El lobo marino descansaba bajo un monte de talas y coronillos, ante la mirada atónita de toros y vacas que pastaban en la zona. Después de permanecer más de 24 horas sobre tierra firme, decidió retornar al agua. Durante su “estadía” en el campo, el lobo fue vigilado por profesionales del Zoo de Buenos Aires.
Un ejemplar macho subadulto de elefante marino del sur, fue encontrado descansando bajo un monte de talas y coronillos distante unos 700 metros de la ribera del Río de la Plata, a la altura de Punta Piedras.
Ante el hallazgo, se implementó un operativo de vigilancia que contó con la presencia de efectivos de la Policía Comunal de Punta Indio y del Guardaparques del Refugio de Vida Silvestre Bahía Samborombón de la OPDS.
Se determinó que el joven elefante marino de casi 3 metros de longitud y un peso aproximado de 600 kgs pudo reposar tranquilo, separado apenas de la Ruta Provincial N° 11 por un alambrado.

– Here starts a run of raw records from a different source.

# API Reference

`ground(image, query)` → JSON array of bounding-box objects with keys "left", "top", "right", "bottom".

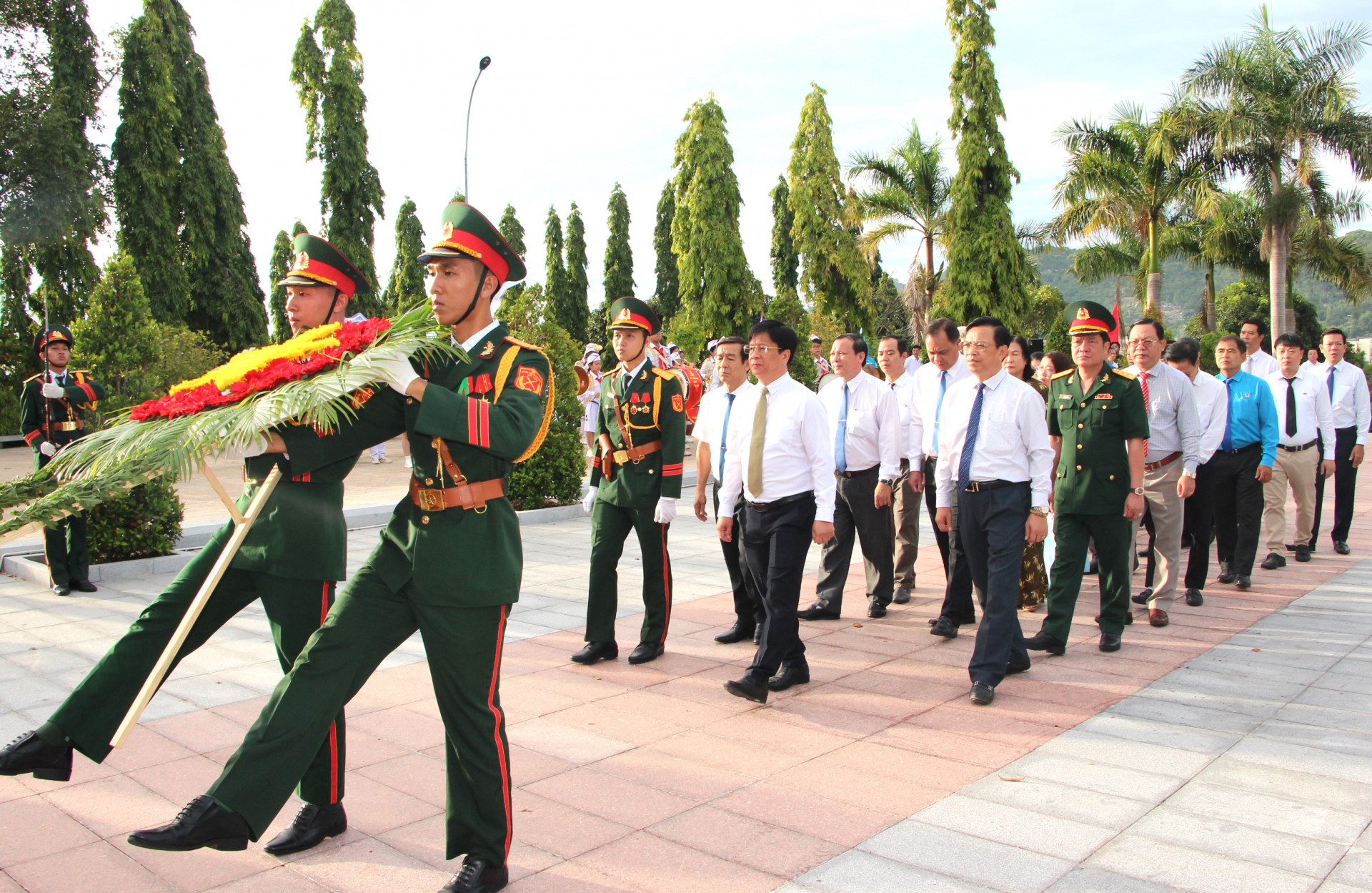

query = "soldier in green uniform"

[
  {"left": 0, "top": 233, "right": 368, "bottom": 854},
  {"left": 19, "top": 325, "right": 104, "bottom": 596},
  {"left": 129, "top": 202, "right": 553, "bottom": 893},
  {"left": 572, "top": 297, "right": 686, "bottom": 664},
  {"left": 1025, "top": 300, "right": 1148, "bottom": 654}
]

El buen estado de salud del animal fue certificado por personal veterinario del Acuario del Jardín Zoológico de Buenos Aires. La vigilancia se mantuvo implementada, a los efectos de garantizar el descanso del animal; protegiéndolo de curiosos y de posibles interacciones con perros.
Finalmente, un día después, el joven macho decidió volver a transitar los 700 metros de campo y talares que lo separaban del Río de la Plata, ante la atenta mirada de vacas y toros, sorprendidos por la presencia del inesperado visitante. Tras mucho esfuerzo para orientarse, logró llegar a pocos metros del agua cuando ya caía la fría y oscura noche zambulléndose luego en las aguas del Río de la Plata, con rumbo incierto.
ENTRE LA TIERRA Y EL MAR
Los lobos marinos pueden vivir dentro y fuera del agua porque son mamíferos acuáticos igual que el elefante marino, la foca y la morsa. A todas estas especies se las denomina pinnípedos, pues tienen cuatro patas transformadas en aletas. Se cree que hace millones de años vivieron en la tierra, hasta que un día no hubo suficiente alimento y entraron al mar a buscarlo.
Poco a poco, su organismo se adaptó al ambiente marino. Su aparato respiratorio se modificó para que pudieran mantener la nariz cerrada dentro del agua y evitar así que les entrase líquido a los pulmones.
Además, los dedos de sus patas se unieron y se convirtieron en aletas. Gracias a esas adaptaciones, los lobos marinos pueden permanecer casi diez minutos bajo el agua; para ello, se impulsan con las dos aletas que tienen a los lados de su cuerpo y orientan su nado juntando las aletas traseras.
Para moverse en la tierra o andar sobre la rocas, apoyan su peso en las aletas delanteras y meten las traseras bajo su cuerpo, acomodadas hacia el frente. Al moverlas al mismo tiempo avanzan dando pequeños saltos.